FIG. 3 is a schematic diagram of a network structure after an Attention network proposed by the present invention is added in a preferred embodiment disclosed in the present invention;

FIG. 4 is a schematic network structure of the Attention-MAC trademark image retrieval model proposed by the present invention in a preferred embodiment disclosed in the present invention;

FIG. 5 is a search flow chart for trademark detection using the Attention-MAC trademark image search model in a preferred embodiment of the present disclosure.

Detailed Description

The technical solutions in the embodiments of the present invention will be clearly and completely described below with reference to the drawings in the embodiments of the present invention, and it is obvious that the described embodiments are only a part of the embodiments of the present invention, and not all of the embodiments. All other embodiments, which can be derived by a person skilled in the art from the embodiments given herein without making any creative effort, shall fall within the protection scope of the present invention.

In the description of the present invention, it is to be understood that the terms "longitudinal", "lateral", "upper", "lower", "front", "rear", "left", "right", "vertical", "horizontal", "top", "bottom", "inner", "outer", and the like, indicate orientations or positional relationships based on those shown in the drawings, and are used merely for convenience of description and for simplicity of description, and do not indicate or imply that the referenced devices or elements must have a particular orientation, be constructed in a particular orientation, and be operated, and thus, are not to be construed as limiting the present invention.

In the description of the present invention, unless otherwise specified and limited, it is to be noted that the terms "mounted," "connected," and "connected" are to be interpreted broadly, and may be, for example, a mechanical connection or an electrical connection, a communication between two elements, a direct connection, or an indirect connection via an intermediate medium, and specific meanings of the terms may be understood by those skilled in the art according to specific situations.

The invention provides a rapid trademark image retrieval method based on an Attention mechanism and a convolutional neural network, which comprises the following steps as shown in figure 1:

Preferably, the step S1 includes the steps of:

Preferably, the step S2 includes the steps of:

Preferably, the step S3 includes the steps of:

Preferably, the step S4 includes the steps of:

Preferably, the step S5 includes the steps of:

Preferably, the step S1-2 includes the steps of:

Preferably, the step S5-1 includes the steps of:

FIG. 2 is a schematic diagram of a network structure of a pre-trained VGG16 network model in a preferred embodiment of the present disclosure, wherein the selected VGG network model includes 13 convolutional layers and 3 fully-connected layers; the result of training on the ImageNet dataset is to output 1000 classification categories.

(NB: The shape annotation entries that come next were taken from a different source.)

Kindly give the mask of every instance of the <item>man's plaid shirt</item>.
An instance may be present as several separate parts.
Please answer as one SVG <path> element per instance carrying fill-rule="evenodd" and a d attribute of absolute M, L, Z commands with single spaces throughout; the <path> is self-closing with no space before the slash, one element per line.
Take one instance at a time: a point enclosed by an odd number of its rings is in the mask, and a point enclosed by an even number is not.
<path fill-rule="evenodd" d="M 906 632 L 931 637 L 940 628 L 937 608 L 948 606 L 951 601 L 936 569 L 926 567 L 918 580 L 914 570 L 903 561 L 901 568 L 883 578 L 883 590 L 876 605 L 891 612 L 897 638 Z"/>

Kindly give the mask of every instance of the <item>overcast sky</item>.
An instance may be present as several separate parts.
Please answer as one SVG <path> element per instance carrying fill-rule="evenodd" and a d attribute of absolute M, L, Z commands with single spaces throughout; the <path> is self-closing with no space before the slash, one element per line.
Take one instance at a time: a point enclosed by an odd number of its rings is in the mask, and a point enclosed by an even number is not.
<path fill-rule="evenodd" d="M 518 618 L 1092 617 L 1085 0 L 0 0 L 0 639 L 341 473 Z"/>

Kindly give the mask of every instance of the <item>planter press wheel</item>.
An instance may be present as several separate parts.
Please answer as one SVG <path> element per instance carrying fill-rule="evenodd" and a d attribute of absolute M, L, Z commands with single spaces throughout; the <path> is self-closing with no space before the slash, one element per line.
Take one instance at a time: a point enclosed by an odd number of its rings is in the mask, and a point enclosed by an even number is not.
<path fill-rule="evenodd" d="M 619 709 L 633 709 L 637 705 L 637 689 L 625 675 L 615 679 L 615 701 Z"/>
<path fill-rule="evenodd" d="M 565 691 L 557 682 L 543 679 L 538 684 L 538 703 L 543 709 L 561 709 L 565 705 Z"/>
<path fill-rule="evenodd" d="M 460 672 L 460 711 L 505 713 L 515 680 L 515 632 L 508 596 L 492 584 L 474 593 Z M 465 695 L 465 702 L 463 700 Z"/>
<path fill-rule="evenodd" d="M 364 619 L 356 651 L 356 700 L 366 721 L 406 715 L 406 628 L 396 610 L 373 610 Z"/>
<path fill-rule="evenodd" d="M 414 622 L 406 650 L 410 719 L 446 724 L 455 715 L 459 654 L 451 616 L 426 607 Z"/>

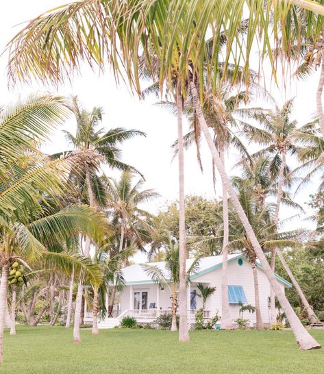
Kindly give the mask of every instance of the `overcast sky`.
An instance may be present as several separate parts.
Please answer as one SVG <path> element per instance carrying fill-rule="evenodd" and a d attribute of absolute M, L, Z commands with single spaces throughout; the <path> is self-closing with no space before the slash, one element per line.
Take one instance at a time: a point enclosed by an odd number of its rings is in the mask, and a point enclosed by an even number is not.
<path fill-rule="evenodd" d="M 0 31 L 1 39 L 0 49 L 3 49 L 6 42 L 22 27 L 16 26 L 22 22 L 31 19 L 47 10 L 65 3 L 62 0 L 15 0 L 5 1 L 1 4 L 0 13 Z M 256 58 L 256 61 L 257 59 Z M 40 85 L 16 86 L 14 89 L 8 88 L 5 75 L 7 63 L 5 55 L 0 58 L 0 102 L 5 103 L 13 101 L 21 95 L 25 97 L 28 93 L 35 91 L 51 91 L 56 92 L 53 88 Z M 256 68 L 257 66 L 256 66 Z M 294 117 L 299 125 L 308 121 L 316 111 L 316 90 L 318 73 L 310 77 L 307 82 L 292 83 L 286 90 L 273 90 L 273 94 L 278 103 L 295 97 Z M 270 77 L 266 77 L 270 82 Z M 272 85 L 273 86 L 273 84 Z M 143 84 L 143 88 L 145 84 Z M 268 83 L 268 88 L 270 84 Z M 171 162 L 172 152 L 171 145 L 177 136 L 176 119 L 158 105 L 153 105 L 156 99 L 152 97 L 145 101 L 140 102 L 132 97 L 125 86 L 116 87 L 112 75 L 108 72 L 99 77 L 84 67 L 82 76 L 76 77 L 72 85 L 59 88 L 58 93 L 64 95 L 76 95 L 84 108 L 91 110 L 95 105 L 102 106 L 105 115 L 103 126 L 106 129 L 115 127 L 124 127 L 128 129 L 137 129 L 147 134 L 146 138 L 137 138 L 125 143 L 123 160 L 129 163 L 144 174 L 146 178 L 146 188 L 158 190 L 161 198 L 152 202 L 147 208 L 153 212 L 164 205 L 166 200 L 177 198 L 177 166 L 176 160 Z M 71 119 L 64 125 L 64 129 L 73 132 L 75 122 Z M 184 131 L 186 131 L 186 128 Z M 66 149 L 66 144 L 60 129 L 53 134 L 51 142 L 46 145 L 43 149 L 47 153 L 58 152 Z M 218 197 L 221 193 L 219 185 L 216 185 L 216 195 L 212 186 L 211 171 L 211 158 L 208 150 L 203 144 L 202 158 L 204 173 L 202 174 L 197 166 L 195 149 L 186 153 L 185 189 L 186 194 L 197 194 L 208 197 Z M 237 152 L 232 151 L 227 163 L 233 165 L 238 159 Z M 229 170 L 230 167 L 227 168 Z M 116 173 L 114 173 L 115 175 Z M 301 204 L 307 203 L 309 195 L 315 192 L 316 181 L 310 184 L 299 194 L 296 200 Z M 307 208 L 307 205 L 305 205 Z M 290 216 L 292 212 L 287 209 L 281 210 L 282 218 Z M 310 212 L 308 212 L 308 214 Z M 287 229 L 296 228 L 300 225 L 300 220 L 292 222 Z M 311 227 L 309 223 L 305 223 Z"/>

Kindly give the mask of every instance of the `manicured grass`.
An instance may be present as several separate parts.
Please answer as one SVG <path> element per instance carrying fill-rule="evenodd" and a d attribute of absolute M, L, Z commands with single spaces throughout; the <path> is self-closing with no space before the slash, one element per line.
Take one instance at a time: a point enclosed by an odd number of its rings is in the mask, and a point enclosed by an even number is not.
<path fill-rule="evenodd" d="M 312 334 L 324 345 L 324 331 Z M 169 331 L 112 329 L 92 336 L 72 329 L 18 327 L 5 332 L 0 373 L 323 373 L 324 349 L 299 351 L 288 331 L 197 331 L 179 343 Z"/>

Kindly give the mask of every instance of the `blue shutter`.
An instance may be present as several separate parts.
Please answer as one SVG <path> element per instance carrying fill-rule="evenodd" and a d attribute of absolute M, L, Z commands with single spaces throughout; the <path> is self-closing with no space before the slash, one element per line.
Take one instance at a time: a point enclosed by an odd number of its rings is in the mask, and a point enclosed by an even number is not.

The following describes the training process of the Attention-MAC trademark feature extraction model proposed by the present invention with reference to FIG. 3, which specifically includes the following steps:

sa, building a Caffe deep learning open source framework, and pre-training the VGG16 network model by using an ImageNet data set;

sb, fine tuning the VGG16 network model obtained by pre-training by using a training image set in a FlickrLogos-32 data set, retraining the network weight, completing transfer learning of the model under a new data set, and further improving the accuracy of feature extraction;

sc, adding the Attention network provided by the invention between the output of the last pooling layer and the full connection layer for the trained VGG16 network model; partial network weights are extracted by fixing the features, and the Attention network is trained by using training images of a FlickrLogos-32 data set.

Sd, removing a full connection layer from the trained model, and keeping other parts; and adding a pooling layer behind the Attention network to obtain the Attention-MAC trademark feature extraction model provided by the invention.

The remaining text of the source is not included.